Time to talk about a subject that most DBAs hate, but some DBAs like me have a love-hate relation with it. Replication. Not storage replication or Availability groups. That old workhorse SQL Server data replication.
- Limit the number of articles per publication: Having to occasionally rebuild replication is a humongous pain in the backside, but it’s a reality of working with replication. You will have to rebuild replication. If you need to replicate a large number of tables, rebuilding replication can take a long time. Creating a new snapshot of all those tables, transferring it to the subscriber, and importing all that data can take a really long time.
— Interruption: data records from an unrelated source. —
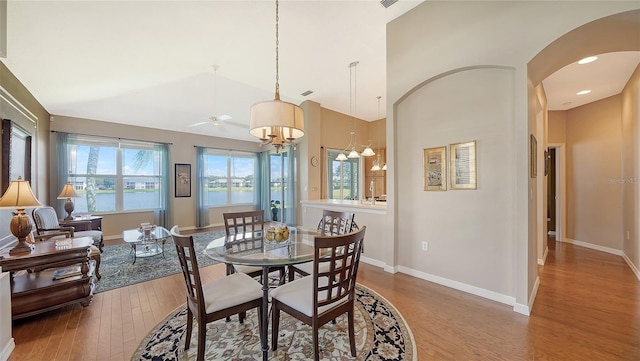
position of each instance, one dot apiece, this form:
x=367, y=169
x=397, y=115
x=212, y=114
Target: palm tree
x=141, y=158
x=92, y=168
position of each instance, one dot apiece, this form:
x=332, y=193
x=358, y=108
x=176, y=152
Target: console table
x=33, y=287
x=84, y=223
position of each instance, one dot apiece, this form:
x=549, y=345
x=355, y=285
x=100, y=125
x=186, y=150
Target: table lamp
x=68, y=192
x=19, y=196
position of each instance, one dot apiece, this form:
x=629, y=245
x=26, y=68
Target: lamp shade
x=270, y=118
x=19, y=195
x=68, y=191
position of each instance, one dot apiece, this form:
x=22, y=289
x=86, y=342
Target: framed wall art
x=183, y=180
x=533, y=156
x=435, y=169
x=463, y=173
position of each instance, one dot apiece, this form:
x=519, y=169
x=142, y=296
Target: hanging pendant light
x=276, y=122
x=353, y=153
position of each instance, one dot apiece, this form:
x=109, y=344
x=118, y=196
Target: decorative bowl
x=277, y=234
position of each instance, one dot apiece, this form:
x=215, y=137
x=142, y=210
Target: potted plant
x=275, y=205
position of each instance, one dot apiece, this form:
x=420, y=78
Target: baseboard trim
x=633, y=267
x=541, y=261
x=373, y=262
x=597, y=247
x=494, y=296
x=7, y=350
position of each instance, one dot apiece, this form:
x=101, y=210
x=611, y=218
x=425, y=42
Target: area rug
x=381, y=334
x=118, y=270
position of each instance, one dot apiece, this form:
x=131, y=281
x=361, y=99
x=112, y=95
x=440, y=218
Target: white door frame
x=561, y=190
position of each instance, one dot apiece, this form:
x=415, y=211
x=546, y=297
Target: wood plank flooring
x=587, y=308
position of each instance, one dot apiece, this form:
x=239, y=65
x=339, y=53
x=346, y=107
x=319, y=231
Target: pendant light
x=276, y=122
x=353, y=153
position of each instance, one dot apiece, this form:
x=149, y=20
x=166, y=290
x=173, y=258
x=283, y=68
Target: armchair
x=60, y=233
x=46, y=221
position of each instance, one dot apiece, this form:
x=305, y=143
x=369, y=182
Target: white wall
x=473, y=227
x=436, y=38
x=631, y=171
x=6, y=340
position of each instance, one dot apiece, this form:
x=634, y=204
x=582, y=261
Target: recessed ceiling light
x=588, y=60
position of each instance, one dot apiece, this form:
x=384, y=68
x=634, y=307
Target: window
x=228, y=177
x=343, y=176
x=112, y=175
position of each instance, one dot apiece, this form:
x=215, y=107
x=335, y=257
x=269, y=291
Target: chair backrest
x=335, y=268
x=45, y=218
x=241, y=222
x=335, y=223
x=190, y=271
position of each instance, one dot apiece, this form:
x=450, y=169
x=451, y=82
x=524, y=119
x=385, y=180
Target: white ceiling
x=149, y=63
x=605, y=77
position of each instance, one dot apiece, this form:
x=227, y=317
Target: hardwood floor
x=587, y=308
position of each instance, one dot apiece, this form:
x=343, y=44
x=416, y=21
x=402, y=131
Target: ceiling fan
x=222, y=119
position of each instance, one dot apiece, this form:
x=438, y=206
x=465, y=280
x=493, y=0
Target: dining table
x=266, y=249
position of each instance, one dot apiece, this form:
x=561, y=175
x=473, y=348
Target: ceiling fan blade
x=239, y=125
x=197, y=124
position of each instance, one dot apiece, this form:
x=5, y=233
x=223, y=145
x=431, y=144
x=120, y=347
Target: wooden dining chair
x=325, y=295
x=242, y=222
x=332, y=223
x=221, y=298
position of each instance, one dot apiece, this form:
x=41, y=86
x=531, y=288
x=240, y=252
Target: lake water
x=106, y=202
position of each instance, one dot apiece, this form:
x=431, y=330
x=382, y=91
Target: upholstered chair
x=327, y=293
x=332, y=223
x=46, y=220
x=211, y=301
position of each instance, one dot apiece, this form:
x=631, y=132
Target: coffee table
x=146, y=244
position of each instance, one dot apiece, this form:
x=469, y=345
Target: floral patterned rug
x=381, y=335
x=118, y=270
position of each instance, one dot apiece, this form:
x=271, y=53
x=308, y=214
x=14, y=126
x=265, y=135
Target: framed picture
x=183, y=180
x=463, y=172
x=533, y=156
x=435, y=169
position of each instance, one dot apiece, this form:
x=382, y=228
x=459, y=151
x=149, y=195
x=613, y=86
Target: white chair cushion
x=297, y=294
x=305, y=267
x=93, y=250
x=230, y=291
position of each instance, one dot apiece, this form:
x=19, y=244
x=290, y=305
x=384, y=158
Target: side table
x=37, y=290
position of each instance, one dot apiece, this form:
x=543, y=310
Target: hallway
x=588, y=300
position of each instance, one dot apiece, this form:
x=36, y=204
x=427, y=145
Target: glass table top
x=137, y=235
x=253, y=248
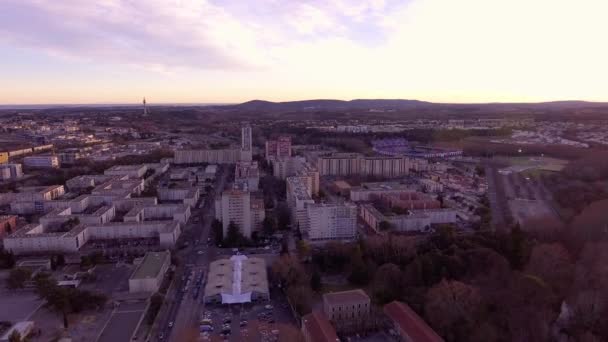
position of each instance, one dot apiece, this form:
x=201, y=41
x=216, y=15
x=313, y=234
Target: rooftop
x=319, y=327
x=338, y=298
x=410, y=322
x=151, y=265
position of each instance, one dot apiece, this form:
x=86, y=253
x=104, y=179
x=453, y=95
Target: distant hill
x=311, y=105
x=398, y=104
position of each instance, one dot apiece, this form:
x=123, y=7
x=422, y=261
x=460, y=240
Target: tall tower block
x=145, y=108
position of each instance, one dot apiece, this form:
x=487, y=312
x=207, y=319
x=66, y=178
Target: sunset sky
x=202, y=51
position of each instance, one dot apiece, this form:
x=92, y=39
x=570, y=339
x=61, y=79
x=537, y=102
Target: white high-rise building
x=239, y=207
x=10, y=171
x=42, y=161
x=298, y=197
x=234, y=206
x=246, y=138
x=328, y=222
x=145, y=108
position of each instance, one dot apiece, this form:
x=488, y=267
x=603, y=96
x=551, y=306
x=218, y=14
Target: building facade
x=42, y=161
x=10, y=171
x=149, y=274
x=347, y=310
x=329, y=222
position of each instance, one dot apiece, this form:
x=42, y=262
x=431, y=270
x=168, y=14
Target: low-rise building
x=8, y=224
x=10, y=171
x=366, y=191
x=347, y=310
x=408, y=326
x=42, y=161
x=317, y=328
x=331, y=222
x=186, y=194
x=131, y=171
x=238, y=279
x=149, y=274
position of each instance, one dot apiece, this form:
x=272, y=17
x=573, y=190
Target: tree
x=303, y=249
x=450, y=304
x=15, y=336
x=234, y=237
x=17, y=278
x=300, y=298
x=218, y=231
x=7, y=259
x=283, y=216
x=361, y=273
x=384, y=226
x=552, y=263
x=315, y=281
x=268, y=225
x=388, y=283
x=156, y=301
x=66, y=300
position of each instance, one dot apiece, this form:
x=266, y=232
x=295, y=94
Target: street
x=183, y=307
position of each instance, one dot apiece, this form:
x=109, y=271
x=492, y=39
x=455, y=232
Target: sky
x=228, y=51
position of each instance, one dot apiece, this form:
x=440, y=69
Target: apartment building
x=8, y=224
x=130, y=171
x=347, y=310
x=312, y=177
x=299, y=196
x=286, y=167
x=219, y=156
x=416, y=220
x=367, y=191
x=408, y=326
x=278, y=149
x=239, y=207
x=149, y=274
x=349, y=164
x=247, y=175
x=42, y=161
x=317, y=328
x=10, y=171
x=330, y=222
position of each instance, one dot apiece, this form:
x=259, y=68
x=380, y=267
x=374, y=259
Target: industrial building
x=149, y=274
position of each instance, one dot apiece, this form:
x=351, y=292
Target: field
x=519, y=164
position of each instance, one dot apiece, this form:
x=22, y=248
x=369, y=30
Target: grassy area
x=539, y=163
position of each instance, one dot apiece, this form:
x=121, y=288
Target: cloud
x=465, y=50
x=174, y=34
x=155, y=33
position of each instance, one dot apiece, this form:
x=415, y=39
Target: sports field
x=519, y=164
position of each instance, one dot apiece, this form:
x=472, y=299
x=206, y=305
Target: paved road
x=184, y=307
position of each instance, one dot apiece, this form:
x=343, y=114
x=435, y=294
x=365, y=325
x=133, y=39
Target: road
x=183, y=307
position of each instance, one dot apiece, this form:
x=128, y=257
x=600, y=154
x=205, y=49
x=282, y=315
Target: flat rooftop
x=338, y=298
x=151, y=265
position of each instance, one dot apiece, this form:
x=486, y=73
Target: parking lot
x=267, y=321
x=123, y=322
x=17, y=305
x=111, y=278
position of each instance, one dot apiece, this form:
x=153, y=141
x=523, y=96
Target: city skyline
x=191, y=51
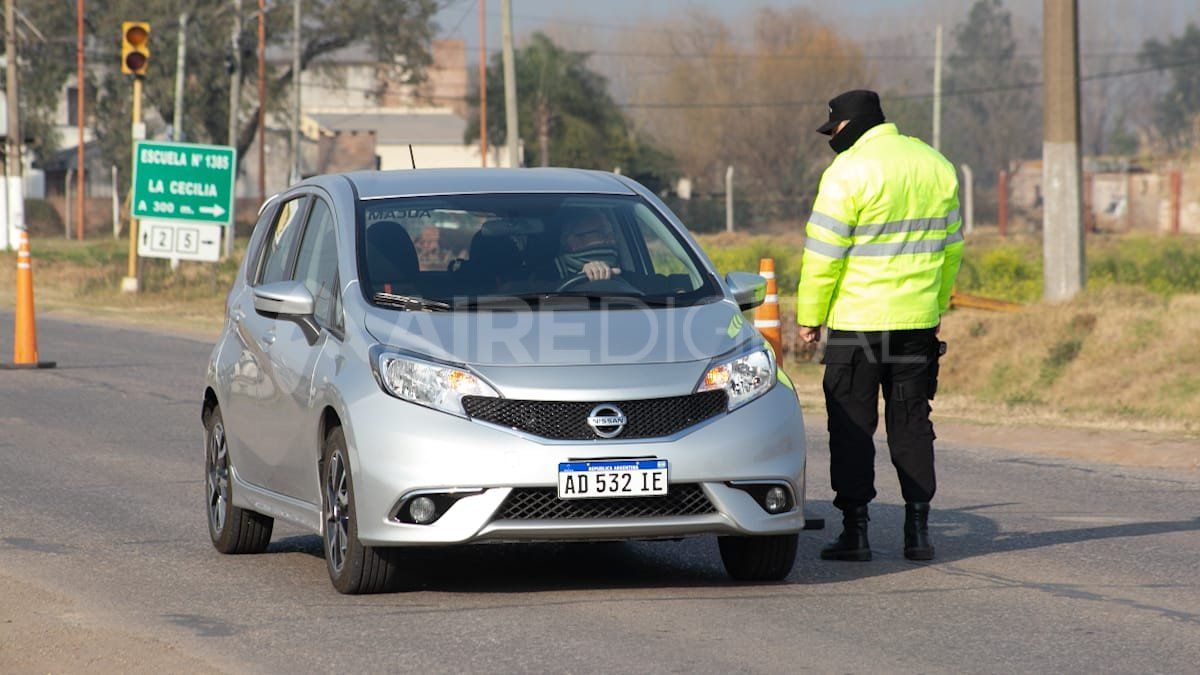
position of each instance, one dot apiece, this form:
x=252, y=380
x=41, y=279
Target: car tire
x=759, y=559
x=353, y=567
x=233, y=530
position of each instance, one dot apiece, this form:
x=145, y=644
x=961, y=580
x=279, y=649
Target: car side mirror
x=749, y=290
x=288, y=300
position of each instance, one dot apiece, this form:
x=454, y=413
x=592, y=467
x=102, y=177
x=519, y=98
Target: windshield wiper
x=569, y=298
x=412, y=303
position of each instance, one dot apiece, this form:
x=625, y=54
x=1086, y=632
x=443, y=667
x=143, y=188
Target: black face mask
x=853, y=130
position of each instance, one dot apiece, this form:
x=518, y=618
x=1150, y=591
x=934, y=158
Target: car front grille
x=568, y=420
x=543, y=503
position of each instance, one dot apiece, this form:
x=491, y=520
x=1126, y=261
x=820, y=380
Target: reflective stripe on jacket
x=883, y=244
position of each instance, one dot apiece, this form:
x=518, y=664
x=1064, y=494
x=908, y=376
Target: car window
x=456, y=246
x=281, y=243
x=317, y=263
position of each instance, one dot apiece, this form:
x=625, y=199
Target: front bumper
x=418, y=449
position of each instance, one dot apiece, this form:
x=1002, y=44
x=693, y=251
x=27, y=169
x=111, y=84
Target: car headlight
x=427, y=383
x=743, y=378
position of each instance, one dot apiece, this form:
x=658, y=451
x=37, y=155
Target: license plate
x=628, y=478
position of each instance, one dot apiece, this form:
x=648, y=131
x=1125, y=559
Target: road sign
x=184, y=181
x=179, y=240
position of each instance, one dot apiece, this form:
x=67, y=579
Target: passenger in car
x=587, y=246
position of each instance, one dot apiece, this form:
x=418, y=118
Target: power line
x=967, y=91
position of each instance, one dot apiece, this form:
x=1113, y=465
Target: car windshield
x=460, y=251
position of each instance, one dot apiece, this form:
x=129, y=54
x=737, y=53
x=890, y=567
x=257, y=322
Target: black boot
x=852, y=543
x=916, y=532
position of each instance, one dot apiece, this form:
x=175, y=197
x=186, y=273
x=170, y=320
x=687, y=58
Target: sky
x=460, y=18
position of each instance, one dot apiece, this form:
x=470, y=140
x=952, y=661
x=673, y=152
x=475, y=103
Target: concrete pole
x=234, y=105
x=1062, y=222
x=937, y=88
x=729, y=199
x=13, y=183
x=177, y=121
x=510, y=83
x=81, y=95
x=483, y=83
x=967, y=193
x=262, y=101
x=295, y=94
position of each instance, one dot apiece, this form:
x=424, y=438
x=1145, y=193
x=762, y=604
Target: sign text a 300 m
x=184, y=181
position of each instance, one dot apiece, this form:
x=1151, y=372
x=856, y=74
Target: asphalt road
x=1043, y=565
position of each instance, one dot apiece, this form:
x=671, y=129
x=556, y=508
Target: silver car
x=462, y=356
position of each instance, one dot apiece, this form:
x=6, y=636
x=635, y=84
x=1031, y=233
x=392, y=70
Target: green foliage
x=744, y=256
x=395, y=31
x=1177, y=107
x=1163, y=266
x=41, y=217
x=990, y=130
x=567, y=115
x=1006, y=272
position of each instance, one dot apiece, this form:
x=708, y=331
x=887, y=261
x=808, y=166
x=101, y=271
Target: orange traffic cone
x=766, y=317
x=24, y=350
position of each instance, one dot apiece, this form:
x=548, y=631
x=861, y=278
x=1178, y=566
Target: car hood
x=565, y=338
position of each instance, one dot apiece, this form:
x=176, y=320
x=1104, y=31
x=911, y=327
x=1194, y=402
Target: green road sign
x=184, y=181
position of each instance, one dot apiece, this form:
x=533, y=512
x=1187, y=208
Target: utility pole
x=234, y=103
x=483, y=83
x=262, y=101
x=81, y=89
x=1062, y=223
x=510, y=83
x=13, y=183
x=177, y=124
x=295, y=94
x=937, y=88
x=729, y=198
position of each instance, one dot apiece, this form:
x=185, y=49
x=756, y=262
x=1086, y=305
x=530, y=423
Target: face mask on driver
x=573, y=263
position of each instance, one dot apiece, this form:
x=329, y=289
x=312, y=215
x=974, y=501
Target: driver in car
x=587, y=246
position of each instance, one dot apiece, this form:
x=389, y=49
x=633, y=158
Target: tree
x=397, y=33
x=1177, y=117
x=719, y=102
x=993, y=111
x=565, y=113
x=46, y=63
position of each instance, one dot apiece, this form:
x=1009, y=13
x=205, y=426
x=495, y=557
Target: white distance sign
x=179, y=240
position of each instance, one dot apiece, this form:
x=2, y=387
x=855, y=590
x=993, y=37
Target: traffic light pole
x=130, y=284
x=13, y=181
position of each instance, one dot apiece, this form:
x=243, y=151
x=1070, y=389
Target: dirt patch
x=45, y=632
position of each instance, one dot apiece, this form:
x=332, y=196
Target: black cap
x=851, y=105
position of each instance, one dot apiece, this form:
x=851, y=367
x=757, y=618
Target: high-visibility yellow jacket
x=883, y=244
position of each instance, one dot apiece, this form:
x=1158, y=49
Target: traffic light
x=135, y=47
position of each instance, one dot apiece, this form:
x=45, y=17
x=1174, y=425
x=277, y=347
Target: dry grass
x=1119, y=358
x=84, y=280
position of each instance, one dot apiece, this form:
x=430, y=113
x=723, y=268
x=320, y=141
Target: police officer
x=881, y=252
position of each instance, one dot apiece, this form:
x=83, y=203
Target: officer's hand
x=597, y=270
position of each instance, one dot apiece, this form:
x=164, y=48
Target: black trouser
x=857, y=364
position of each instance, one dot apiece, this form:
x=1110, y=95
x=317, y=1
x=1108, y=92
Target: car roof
x=409, y=183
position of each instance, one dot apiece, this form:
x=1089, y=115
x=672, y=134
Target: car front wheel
x=759, y=559
x=353, y=568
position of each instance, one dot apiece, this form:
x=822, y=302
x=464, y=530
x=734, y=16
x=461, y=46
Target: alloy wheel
x=217, y=477
x=337, y=512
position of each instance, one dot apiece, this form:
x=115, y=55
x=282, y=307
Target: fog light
x=423, y=511
x=775, y=500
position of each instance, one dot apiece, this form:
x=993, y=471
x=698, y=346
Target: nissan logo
x=606, y=420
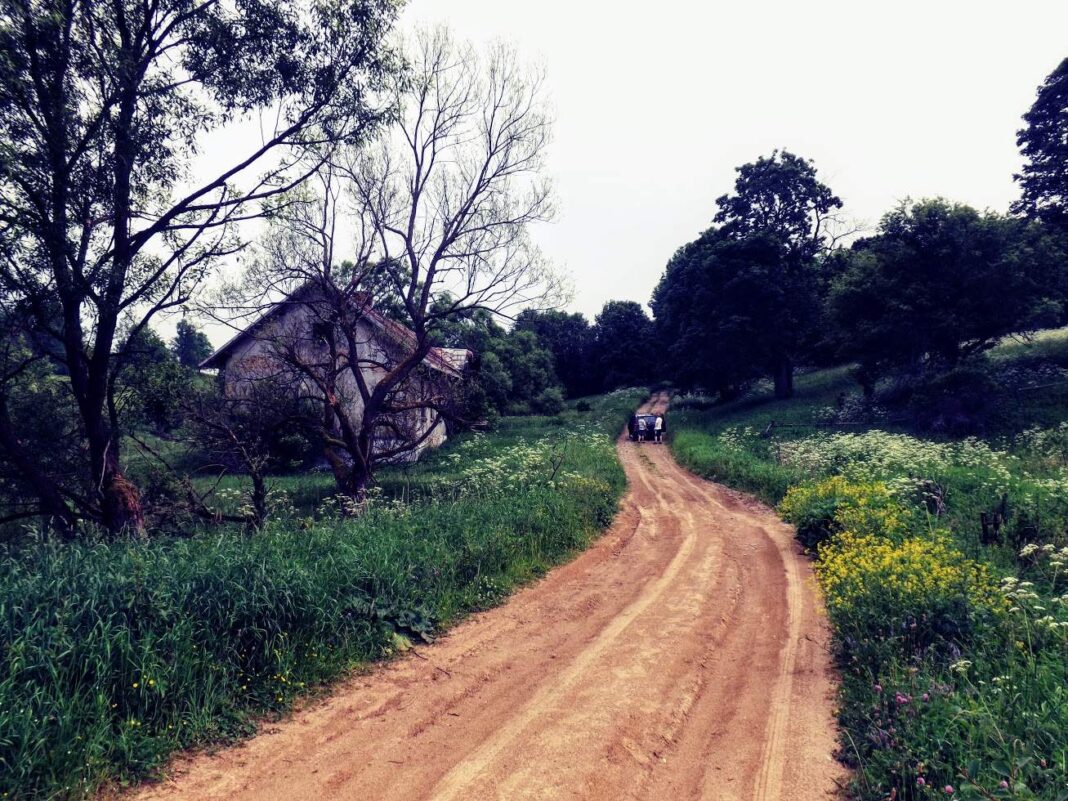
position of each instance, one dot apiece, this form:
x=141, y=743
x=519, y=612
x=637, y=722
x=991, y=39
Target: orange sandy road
x=681, y=657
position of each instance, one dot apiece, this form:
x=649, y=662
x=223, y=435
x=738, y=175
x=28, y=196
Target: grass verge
x=115, y=654
x=952, y=641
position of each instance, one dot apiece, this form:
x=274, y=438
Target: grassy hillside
x=116, y=654
x=943, y=561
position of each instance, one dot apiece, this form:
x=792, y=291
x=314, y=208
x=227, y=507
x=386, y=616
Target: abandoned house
x=295, y=348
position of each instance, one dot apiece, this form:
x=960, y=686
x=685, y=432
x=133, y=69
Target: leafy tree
x=515, y=371
x=940, y=282
x=101, y=106
x=780, y=200
x=1043, y=144
x=190, y=345
x=623, y=349
x=715, y=310
x=570, y=340
x=152, y=383
x=780, y=195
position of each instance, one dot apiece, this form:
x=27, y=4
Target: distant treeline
x=783, y=279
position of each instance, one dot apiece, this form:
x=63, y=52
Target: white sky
x=656, y=104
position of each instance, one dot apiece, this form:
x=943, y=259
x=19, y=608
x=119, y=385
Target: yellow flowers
x=836, y=504
x=912, y=577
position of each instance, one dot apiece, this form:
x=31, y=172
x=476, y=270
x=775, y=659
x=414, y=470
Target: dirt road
x=681, y=657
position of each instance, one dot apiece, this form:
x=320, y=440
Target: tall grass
x=953, y=648
x=116, y=654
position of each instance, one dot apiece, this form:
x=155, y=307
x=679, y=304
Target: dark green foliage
x=515, y=372
x=101, y=110
x=957, y=404
x=729, y=311
x=938, y=283
x=115, y=654
x=743, y=300
x=569, y=338
x=190, y=345
x=1043, y=144
x=1000, y=715
x=153, y=383
x=624, y=354
x=779, y=195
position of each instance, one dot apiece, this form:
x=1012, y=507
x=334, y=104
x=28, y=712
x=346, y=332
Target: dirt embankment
x=680, y=657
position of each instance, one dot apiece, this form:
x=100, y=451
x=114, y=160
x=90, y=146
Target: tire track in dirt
x=682, y=656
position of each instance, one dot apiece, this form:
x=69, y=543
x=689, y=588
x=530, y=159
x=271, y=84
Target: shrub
x=902, y=599
x=549, y=401
x=822, y=509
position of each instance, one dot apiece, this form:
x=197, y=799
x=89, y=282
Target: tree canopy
x=101, y=223
x=1043, y=144
x=940, y=281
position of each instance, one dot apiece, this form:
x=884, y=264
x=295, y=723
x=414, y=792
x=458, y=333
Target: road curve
x=682, y=656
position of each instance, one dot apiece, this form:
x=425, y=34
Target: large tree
x=190, y=345
x=623, y=351
x=570, y=340
x=719, y=312
x=1043, y=144
x=103, y=224
x=939, y=282
x=435, y=216
x=779, y=199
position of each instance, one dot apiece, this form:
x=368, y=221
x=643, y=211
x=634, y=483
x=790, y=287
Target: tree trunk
x=120, y=499
x=784, y=378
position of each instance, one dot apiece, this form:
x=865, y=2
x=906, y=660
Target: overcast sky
x=656, y=104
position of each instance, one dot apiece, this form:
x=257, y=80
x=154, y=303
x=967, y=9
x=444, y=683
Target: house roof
x=451, y=361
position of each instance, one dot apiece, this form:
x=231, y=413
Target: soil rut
x=682, y=656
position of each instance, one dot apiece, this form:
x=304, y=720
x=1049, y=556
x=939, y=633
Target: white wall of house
x=254, y=358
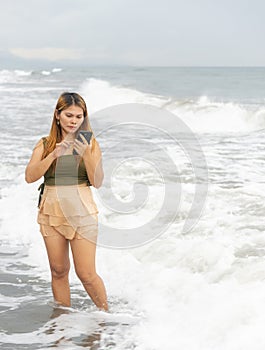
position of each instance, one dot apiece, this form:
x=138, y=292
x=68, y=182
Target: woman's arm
x=37, y=167
x=93, y=162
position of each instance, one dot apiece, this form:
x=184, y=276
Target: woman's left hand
x=82, y=148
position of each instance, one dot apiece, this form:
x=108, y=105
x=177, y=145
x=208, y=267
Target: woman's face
x=71, y=119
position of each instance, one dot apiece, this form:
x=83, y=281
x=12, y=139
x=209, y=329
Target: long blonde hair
x=66, y=100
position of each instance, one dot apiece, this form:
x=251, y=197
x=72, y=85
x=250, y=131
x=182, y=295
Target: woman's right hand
x=60, y=149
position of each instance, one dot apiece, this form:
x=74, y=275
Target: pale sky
x=134, y=32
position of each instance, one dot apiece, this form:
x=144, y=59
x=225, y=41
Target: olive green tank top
x=68, y=171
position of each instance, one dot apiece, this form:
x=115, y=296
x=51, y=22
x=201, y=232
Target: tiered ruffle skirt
x=70, y=210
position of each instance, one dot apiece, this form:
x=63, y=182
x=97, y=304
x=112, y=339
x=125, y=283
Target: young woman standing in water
x=67, y=212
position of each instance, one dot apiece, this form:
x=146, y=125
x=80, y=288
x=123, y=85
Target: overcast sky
x=134, y=32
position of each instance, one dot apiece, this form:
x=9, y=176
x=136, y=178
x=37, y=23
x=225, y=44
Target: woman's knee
x=87, y=277
x=60, y=271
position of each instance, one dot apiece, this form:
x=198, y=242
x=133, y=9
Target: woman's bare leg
x=58, y=254
x=84, y=252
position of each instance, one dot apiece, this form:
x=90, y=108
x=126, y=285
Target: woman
x=67, y=212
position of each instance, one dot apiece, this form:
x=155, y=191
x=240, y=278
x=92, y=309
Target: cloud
x=47, y=53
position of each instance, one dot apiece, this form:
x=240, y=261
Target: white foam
x=202, y=115
x=12, y=76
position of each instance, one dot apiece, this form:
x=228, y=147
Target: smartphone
x=86, y=134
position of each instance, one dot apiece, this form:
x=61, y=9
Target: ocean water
x=181, y=245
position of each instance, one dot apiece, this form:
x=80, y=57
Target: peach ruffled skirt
x=69, y=211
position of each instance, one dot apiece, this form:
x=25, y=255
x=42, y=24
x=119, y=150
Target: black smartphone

Often times, when you are forced to rebuild replication, it is because only one or a few tables are having issues. If you break the database apart into separate publications with only a limited number of tables per publication, you can rebuild replication for just that publication and cut your rebuild time by a huge amount.
- Don’t add an article to more than one publication: The distributor contains transactions for every article in every publication. If a table is in more than 1 publication, it’s transactions get replicated in the distributor. Since each publication could have different retention policies or different filters or different settings, it can’t rely on a single copy of the transaction to be stored for a table. It has to store the transactions for the table for each publication. If it’s in 2 publications, it doubles the amount of data stored for that table. If it’s in 3 publications, it triples the data stored. And so on. The more data that is stored in the distributor, the more data that has to be scanned/seeked by the agents that apply the data on the subscribers. More data = more slower (poor grammar for emphasis).
- Know how long it takes to remove and rebuild replication: As I mentioned above, rebuilding replication is matter of when, not if. Prior to rebuilding replication, you’re probably going to spend some time troubleshooting the current problem that may or may not lead to rebuilding replication. And this is precisely why you need to know how long it takes to rebuild replication.
An issue I see over and over are people who spend a lot more time troubleshooting replication than it would take to rebuild it. I get it, rebuilding replication sucks! But spending 4 times the amount of time to rebuild replication on troubleshooting because you hate rebuilding it and then having to rebuild it anyway, sucks 5 times as much.
My number 1 rule of thumb for managing replication is “never spend more time troubleshooting replication than it takes to rebuild it”. - Avoid replicating LOB data if you can: In general, you shouldn’t replicate any data you don’t need, but we all end up replicating more than we need due to the complexity involved around being selective. I definitely do it. So I’m offering a compromise here. LOB data is one area where the complexity of being selective is worth it.
At one of the places I worked at previously, the company bought another company, and when we were working on incorporating them into our infrastructure, we learned what a nightmare their replication was. They were merge replicating their data which was them re-published via merge replication to kisks over the web. And they were storing massive amounts of images in the database … twice. Yes, twice. They stored the image in it’s raw format and then encrypted it. They kept both versions of the images and replicated both versions of the images.
Does that sound bad? Well, the kiosks created the images and never had a reason to read them after creating them initially. They never displayed them. One table alone was merge replicating over 300 GB of images OVER THE WEB. The images should never had been replicated back to the machines. And definitely not 2 versions of the images. - Become best friends with Replication Monitor: Replication Monitor should be your best friend if you are managing replication. It shows you how replication is performing, how far behind it is if it isn’t performing, and gives you details about errors it experiences.
Learn it … love it … make it your new best friend.
P.S. Replication monitor is also Database Mirroring Monitor and its real name is SQL Monitor.